Organizations and Aid Groups urged United States to help Afghan Allies

The group also said, “All are now bound by their shared fear for their safety. If the White House does not move to evacuate them with haste, it will leave an indelible stain on this Administration’s stated commitment to a foreign policy centered on human rights and its repeated commitments to support at-risk Afghans”. The letter is dated October 28 and addressed to White House national security adviser Jake Sullivan, Secretary of State Antony Blinken, Secretary of Defense Lloyd Austin, and others. The group urged the Biden administration to act now to evacuate and resettle a broader spectrum of at-risk Afghans, and to reveal its strategy for doing so. The letter expressed disappointment in the Biden Administration’s overly narrow list of priority stakeholders for evacuation.

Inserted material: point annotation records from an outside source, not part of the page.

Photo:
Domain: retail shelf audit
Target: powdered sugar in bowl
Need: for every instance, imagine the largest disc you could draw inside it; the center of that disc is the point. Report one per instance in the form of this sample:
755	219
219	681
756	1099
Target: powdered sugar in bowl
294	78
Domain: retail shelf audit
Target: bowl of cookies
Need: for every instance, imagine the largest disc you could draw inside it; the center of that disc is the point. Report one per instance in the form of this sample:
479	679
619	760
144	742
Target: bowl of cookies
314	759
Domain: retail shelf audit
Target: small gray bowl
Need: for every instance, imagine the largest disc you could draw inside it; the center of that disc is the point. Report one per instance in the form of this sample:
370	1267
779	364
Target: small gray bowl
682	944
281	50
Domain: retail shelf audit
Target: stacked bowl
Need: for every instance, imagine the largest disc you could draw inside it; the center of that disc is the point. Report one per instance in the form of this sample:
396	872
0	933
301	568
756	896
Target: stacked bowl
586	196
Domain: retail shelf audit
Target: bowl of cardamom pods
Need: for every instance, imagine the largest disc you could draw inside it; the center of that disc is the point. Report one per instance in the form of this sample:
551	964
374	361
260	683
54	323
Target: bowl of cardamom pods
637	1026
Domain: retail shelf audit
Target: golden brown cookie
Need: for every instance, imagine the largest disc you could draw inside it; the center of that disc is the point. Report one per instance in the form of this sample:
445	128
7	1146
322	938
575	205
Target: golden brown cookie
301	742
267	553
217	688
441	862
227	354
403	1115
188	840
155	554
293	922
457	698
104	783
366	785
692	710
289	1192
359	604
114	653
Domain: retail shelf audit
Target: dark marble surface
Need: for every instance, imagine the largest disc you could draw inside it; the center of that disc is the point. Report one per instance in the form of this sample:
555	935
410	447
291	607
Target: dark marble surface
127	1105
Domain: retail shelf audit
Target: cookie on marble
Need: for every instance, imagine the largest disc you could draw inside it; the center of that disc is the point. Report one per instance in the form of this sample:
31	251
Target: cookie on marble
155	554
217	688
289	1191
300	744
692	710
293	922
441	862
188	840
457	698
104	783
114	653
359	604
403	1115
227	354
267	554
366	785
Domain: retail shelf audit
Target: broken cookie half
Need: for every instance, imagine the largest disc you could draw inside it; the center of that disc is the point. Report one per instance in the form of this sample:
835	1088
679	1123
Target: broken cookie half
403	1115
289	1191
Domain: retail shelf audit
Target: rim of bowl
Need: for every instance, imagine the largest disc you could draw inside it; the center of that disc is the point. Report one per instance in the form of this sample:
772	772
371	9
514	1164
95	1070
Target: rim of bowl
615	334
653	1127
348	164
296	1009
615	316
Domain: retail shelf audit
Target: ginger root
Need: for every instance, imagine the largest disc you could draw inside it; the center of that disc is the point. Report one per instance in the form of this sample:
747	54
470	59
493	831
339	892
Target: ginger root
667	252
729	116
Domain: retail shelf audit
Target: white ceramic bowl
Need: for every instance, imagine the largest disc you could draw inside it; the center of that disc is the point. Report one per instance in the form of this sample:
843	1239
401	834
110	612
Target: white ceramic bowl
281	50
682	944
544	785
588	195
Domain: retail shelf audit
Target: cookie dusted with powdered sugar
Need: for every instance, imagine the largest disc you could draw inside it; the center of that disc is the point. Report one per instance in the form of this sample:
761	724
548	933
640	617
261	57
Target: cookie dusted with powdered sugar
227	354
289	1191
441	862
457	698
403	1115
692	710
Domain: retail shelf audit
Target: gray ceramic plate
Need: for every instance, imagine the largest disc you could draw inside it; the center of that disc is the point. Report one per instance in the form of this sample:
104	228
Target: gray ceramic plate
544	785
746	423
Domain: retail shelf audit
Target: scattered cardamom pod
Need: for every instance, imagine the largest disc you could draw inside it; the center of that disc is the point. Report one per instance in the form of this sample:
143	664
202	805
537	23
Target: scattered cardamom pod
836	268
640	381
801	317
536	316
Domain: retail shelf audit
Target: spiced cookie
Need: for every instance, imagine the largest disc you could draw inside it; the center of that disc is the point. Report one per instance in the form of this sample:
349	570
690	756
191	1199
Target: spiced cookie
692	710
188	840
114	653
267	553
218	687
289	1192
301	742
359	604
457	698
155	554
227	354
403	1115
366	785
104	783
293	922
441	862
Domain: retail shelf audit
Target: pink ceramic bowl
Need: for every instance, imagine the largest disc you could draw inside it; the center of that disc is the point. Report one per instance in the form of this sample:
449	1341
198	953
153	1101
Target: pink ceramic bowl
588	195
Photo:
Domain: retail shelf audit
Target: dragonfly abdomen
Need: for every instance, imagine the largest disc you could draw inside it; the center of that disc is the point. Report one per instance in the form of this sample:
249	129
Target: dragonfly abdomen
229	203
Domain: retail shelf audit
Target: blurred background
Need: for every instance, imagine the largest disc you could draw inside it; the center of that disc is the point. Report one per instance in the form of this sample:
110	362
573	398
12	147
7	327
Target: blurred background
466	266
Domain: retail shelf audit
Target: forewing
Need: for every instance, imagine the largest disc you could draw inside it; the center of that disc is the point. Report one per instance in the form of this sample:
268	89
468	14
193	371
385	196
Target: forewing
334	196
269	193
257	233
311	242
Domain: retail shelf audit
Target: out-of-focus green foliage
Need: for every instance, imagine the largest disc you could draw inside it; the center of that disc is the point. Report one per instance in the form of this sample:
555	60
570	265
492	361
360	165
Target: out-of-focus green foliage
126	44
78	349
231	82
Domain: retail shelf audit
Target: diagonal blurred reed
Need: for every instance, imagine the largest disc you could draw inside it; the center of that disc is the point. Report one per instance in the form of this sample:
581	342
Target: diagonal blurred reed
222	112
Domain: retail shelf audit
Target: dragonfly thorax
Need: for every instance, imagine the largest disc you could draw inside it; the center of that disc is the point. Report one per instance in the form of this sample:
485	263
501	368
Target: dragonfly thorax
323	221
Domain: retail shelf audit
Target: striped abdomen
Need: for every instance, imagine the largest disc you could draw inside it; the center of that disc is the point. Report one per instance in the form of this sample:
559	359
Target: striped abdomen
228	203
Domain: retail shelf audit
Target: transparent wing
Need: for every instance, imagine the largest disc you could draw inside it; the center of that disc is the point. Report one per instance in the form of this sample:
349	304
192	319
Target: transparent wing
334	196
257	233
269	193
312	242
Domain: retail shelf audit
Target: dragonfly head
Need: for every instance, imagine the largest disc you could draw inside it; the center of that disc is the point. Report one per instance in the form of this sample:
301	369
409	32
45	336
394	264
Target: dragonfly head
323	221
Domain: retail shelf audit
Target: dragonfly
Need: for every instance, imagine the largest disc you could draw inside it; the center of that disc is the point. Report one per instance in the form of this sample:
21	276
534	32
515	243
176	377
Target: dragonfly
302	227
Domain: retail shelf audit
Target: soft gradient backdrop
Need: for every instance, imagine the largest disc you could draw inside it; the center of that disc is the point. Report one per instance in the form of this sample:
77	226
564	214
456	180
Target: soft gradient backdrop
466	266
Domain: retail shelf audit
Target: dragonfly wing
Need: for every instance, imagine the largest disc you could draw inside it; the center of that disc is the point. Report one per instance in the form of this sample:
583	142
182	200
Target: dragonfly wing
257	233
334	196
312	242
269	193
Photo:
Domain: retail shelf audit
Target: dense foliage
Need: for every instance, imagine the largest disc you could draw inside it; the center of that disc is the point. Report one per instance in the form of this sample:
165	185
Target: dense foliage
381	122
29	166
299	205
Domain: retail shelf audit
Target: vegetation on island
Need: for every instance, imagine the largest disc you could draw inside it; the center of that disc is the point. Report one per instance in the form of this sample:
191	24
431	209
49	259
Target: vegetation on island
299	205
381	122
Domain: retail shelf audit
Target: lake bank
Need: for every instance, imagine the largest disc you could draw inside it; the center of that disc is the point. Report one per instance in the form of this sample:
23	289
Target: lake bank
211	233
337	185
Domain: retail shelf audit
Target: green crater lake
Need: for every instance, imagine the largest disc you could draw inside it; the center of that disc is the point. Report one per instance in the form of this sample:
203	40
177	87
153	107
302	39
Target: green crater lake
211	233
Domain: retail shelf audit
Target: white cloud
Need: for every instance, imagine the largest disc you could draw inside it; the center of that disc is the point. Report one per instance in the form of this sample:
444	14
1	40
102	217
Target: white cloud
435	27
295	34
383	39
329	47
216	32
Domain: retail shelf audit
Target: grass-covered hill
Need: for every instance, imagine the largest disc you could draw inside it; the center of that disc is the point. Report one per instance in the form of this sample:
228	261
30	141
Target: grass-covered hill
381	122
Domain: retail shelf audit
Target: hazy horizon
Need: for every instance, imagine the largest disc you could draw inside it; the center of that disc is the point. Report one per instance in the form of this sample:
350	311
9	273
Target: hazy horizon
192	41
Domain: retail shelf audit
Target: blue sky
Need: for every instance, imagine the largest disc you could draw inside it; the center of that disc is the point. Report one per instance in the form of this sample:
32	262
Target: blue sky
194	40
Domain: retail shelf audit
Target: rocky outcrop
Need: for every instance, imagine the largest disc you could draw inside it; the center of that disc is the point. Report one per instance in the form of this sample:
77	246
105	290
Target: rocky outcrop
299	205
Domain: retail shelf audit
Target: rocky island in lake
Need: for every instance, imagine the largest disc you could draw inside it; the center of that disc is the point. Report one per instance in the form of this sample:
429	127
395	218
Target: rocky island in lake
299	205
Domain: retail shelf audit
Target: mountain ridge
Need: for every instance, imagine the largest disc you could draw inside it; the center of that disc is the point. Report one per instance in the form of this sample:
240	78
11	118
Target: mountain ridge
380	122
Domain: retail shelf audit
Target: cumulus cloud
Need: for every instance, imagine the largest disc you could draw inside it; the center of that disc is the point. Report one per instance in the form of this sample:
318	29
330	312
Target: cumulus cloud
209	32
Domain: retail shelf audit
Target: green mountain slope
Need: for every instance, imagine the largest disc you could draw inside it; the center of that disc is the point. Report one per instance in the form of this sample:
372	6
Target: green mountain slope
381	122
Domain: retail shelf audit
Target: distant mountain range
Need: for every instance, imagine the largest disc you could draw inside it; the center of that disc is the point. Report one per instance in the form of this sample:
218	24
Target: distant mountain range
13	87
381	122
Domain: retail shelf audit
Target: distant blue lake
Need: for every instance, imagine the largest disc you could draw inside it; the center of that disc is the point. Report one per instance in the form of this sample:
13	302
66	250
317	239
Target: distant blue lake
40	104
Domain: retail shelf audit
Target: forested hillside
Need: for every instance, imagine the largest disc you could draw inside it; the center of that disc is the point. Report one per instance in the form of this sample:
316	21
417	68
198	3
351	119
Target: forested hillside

The Biden administration is prioritizing American citizens, legal permanent residents, and family members of those 2 categories, as well as embassy employees and recipients of special immigrant visas (SIV). The group argued, “Thousands of other Afghans face an immediate need for protection due to their affiliation with the US Government, while these individuals are deserving of US evacuation support. The failure to prioritize them as well imperils their lives. The Taliban is targeting Afghans, including those who have worked with the US and allied armed forces, as well as women’s rights advocates and other activists, with retaliatory killings and violence. If the US doesn’t bring these vulnerable Afghans to safety, it will have failed to uphold its commitment to human rights and turned its back on the very causes of human dignity and freedom it claims to uphold”.